Data_Science_Capstone_Week_2A

Thomas J James

5/9/2021

output: pdf_document: default html_document: default —

Introduction

The Coursera Data Science Capstone - Milestone Report (aka, “the report”) is intended to give an introductory look at analyzing the SwiftKey data set and figuring out:

  1. What the data consists of, and
  2. Identifying the standard tools and models used for this type of data.

The report is then to be written in a clear, concise, style that a data scientist OR non-data scientist can understand and make sense of.

Purpose

The purpose of the report is a four-fold exploratory data analysis that will:

  1. Demonstrate that the data has been downloaded from Swiftkey (via Coursera) and successfully loaded into R.

  2. Create a basic report of summary statistics about the data sets to include:

  1. Report any interesting findings about the data so far amassed.

  2. Present the basic plan behind creating a prediction algorithm and Shiny app from the data.

Load Data, Calculate Size, Word Count, and Summarize

The Swiftkey data consists of four datasets, each in a different language (one each in German, English, Russian, and Finnish), containing random:

  1. blog entries
  2. news entries
  3. twitter feeds

For this report, we will process the English data, and reference the German, Finnish, and Russian sets to possibly match foreign language characters and/or words embedded in the English data.

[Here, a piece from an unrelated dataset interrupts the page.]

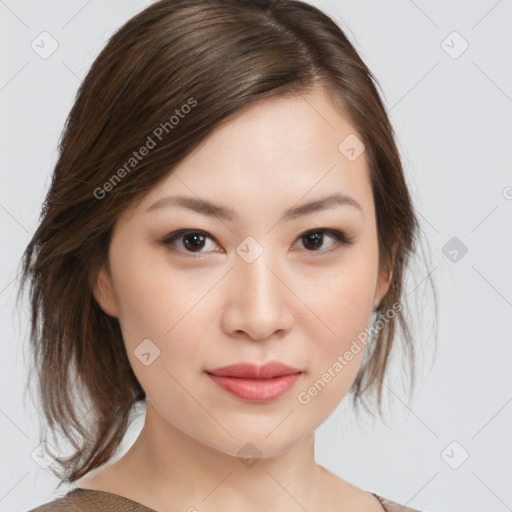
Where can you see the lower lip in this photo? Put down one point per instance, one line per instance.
(256, 390)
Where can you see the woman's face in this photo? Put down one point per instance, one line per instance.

Download the data and unzip on Windows 10 PC

Coursera-SwiftKey extract all... 

Read the data into R from the connection (simple text files)

blog_entries<-readLines("C:/Users/tjame/Downloads/Coursera-SwiftKey/final/en_US/en_US.blogs.txt", skipNul = TRUE, warn= FALSE)
news_entries<-readLines("C:/Users/tjame/Downloads/Coursera-SwiftKey/final/en_US/en_US.news.txt", skipNul = TRUE, warn=FALSE)
twitter_feeds<-readLines("C:/Users/tjame/Downloads/Coursera-SwiftKey/final/en_US/en_US.twitter.txt", skipNul = TRUE, warn=FALSE)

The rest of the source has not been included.